日本の中では、やはり歴史の古い奈良県の明日香や奈良市内に多くの遺跡が眠っています。こうした遺跡の多くは、発掘調査をし遺跡そのものを見学できる様にしたり、平城宮跡の様に当時の建造物の復元をして観光資源としているものもあります。
そんな復元された遺跡の中で、余り知られていませんが奈良市の高畑町に頭塔と言う史跡があるのをご存知でしょうか?石と土で造られた土塔で、一見すると小さなピラミッドの様に見える遺跡です。この遺跡は、古文書に767年に東大寺の僧侶である実忠が土塔を築いたとあり、それがこの頭塔だとされています。
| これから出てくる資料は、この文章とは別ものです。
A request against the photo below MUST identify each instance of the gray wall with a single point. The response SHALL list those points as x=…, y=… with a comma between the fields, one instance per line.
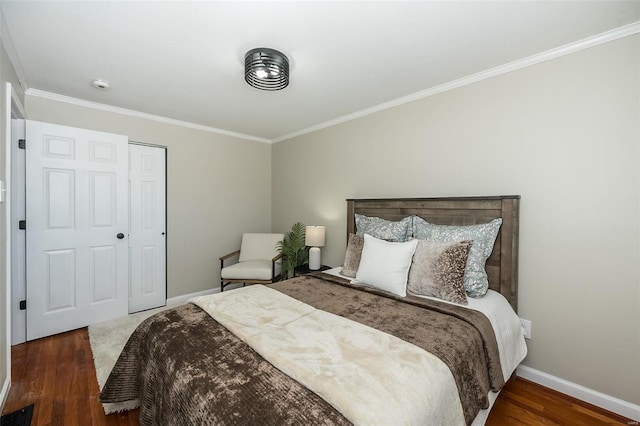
x=564, y=135
x=217, y=187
こんもりとした丘の様な状態であったものを、昭和61年から発掘調査され、12年間の調査を終えて、平成3年に当時の様子を復元して現在の姿となっています。南側は発掘前の丘の状態をあえて残して復元されています。
この小さなピラミッドの様な頭塔は仏塔であり、1辺32mの正方形の石積み基壇上に7段の階段上の石積みが施されており、高さは10m程度あります。奇数段には小さな屋根が設けられ、その下には石仏が配置されています。この大きな石に刻まれた石仏は、四角錐の各面に11基づつ44基が祀られていたと考えられていますが、現在までに28基が発見され、すべて国の重要文化財に指定されています。
この遺跡は余り知られていませんが、非常に珍しく、奈良観光の節に立ち寄られる事をお勧めします。